Tired of Riding Indoors?
Practice Your On-Bike Nutrition
By Margaret Thompson

Are you a cyclist intent on greeting the spring of 2005 in great shape?  Are you now riding in the comparative gloom of the indoors, impatient with the thought of going nowhere fast for the next couple of months?  Now that winter has fully descended to our part of the world bicycle training outside is out of the question for all but the heartiest enthusiast.  I tell my clients that indoor training offers controls that they can easily take advantage of.   Not only can they follow their training regimens exactly as prescribed, but they can also use the time to fine-tune their on-bike nutrition.

Nutrition while riding and racing is crucial for performance.   The right number of calories and the right combination of nutrients not only aids the activity as it is being performed but paves the way toward recovery for the next ride or race. Just as one logs the hours, miles and intensity zones on the trainer, the cyclist also needs to keep a nutrition log to update after every ride.  The stationary trainer is an ideal place to experiment with caloric intake and ease of digestion, and a detailed nutrition log is just the tool to turn these experiments into successful routines that can be taken with confidence into the road season. 

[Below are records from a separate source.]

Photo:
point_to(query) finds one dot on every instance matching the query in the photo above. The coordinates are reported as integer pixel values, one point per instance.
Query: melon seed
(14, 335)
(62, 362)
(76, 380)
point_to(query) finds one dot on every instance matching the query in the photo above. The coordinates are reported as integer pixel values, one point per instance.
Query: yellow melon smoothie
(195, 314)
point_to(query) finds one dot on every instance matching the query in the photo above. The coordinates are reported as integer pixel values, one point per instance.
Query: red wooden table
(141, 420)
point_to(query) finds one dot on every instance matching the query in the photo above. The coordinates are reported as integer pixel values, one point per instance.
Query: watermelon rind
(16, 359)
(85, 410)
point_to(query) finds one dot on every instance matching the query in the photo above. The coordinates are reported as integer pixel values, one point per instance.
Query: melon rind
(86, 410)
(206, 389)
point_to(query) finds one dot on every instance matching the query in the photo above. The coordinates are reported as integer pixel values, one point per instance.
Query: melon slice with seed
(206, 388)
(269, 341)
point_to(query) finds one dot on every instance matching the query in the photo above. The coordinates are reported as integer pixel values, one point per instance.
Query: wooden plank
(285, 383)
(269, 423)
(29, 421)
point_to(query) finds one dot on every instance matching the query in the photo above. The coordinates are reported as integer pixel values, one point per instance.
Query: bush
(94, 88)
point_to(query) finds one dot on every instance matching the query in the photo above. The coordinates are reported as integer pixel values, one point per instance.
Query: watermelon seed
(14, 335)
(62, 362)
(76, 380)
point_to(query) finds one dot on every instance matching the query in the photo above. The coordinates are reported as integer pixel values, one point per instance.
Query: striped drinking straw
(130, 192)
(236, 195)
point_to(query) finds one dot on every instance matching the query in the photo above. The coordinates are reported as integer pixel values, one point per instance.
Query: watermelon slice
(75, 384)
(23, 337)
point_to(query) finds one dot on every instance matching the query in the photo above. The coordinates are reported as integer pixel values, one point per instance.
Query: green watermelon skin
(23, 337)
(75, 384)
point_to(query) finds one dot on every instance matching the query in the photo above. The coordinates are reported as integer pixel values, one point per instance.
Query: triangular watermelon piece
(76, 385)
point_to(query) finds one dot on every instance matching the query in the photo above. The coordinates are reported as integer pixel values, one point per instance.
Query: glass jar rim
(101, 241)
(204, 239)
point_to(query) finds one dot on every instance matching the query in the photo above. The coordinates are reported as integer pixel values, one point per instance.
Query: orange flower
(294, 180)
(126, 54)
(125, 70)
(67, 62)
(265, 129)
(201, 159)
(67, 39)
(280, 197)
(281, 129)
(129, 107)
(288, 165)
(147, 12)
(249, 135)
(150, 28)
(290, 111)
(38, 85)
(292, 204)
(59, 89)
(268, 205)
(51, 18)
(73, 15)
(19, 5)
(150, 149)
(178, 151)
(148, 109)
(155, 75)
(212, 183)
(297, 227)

Sports drinks are an ideal medium to supplement calories and hydration on the bike.   Experts generally recommend that the rider consume 200 to 300 calories per hour.   More than this can lead to gastric distress and less is, er, just not enough. Current research shows that it is prudent to use a drink made with a variety of sugars so that there can be both an immediate and a gradual emptying of the stomach.  Of late I  have been using a drink called Performance from Shaklee which not only has carbohydrates that meet this criteria but electrolytes as well.  For rides longer than an hour and a half, and as a recovery drink, try a drink with a small amount of added protein.

Are you really serious about your performance in 2005?  In addition to tracking nutrition on the bike, the more serious cyclist can use the nutrition diary to track eating for the entire day.  To get the most out of training and riding, the best advice is to put the best of ingredients into the fueling mix.  Riders faithful to this exercise will naturally start a trend toward healthier eating, as documenting the consumption of bad-for-you foods really is an eye-opener!   Was a training session just not up to par?  The reason could be as simple as the meal eaten the night before.

Often riders feel indoor training lacks the punch that riding outside has, but a structured training plan and a proactive stance on nutrition will augment their cycling in ways that just riding endless road miles cannot offer.  If cyclists take advantage of the opportunity to learn about themselves and their nutritional needs in such a controlled environment their bodies will be as ready as their minds are to get out on the road once the spring thaw arrives.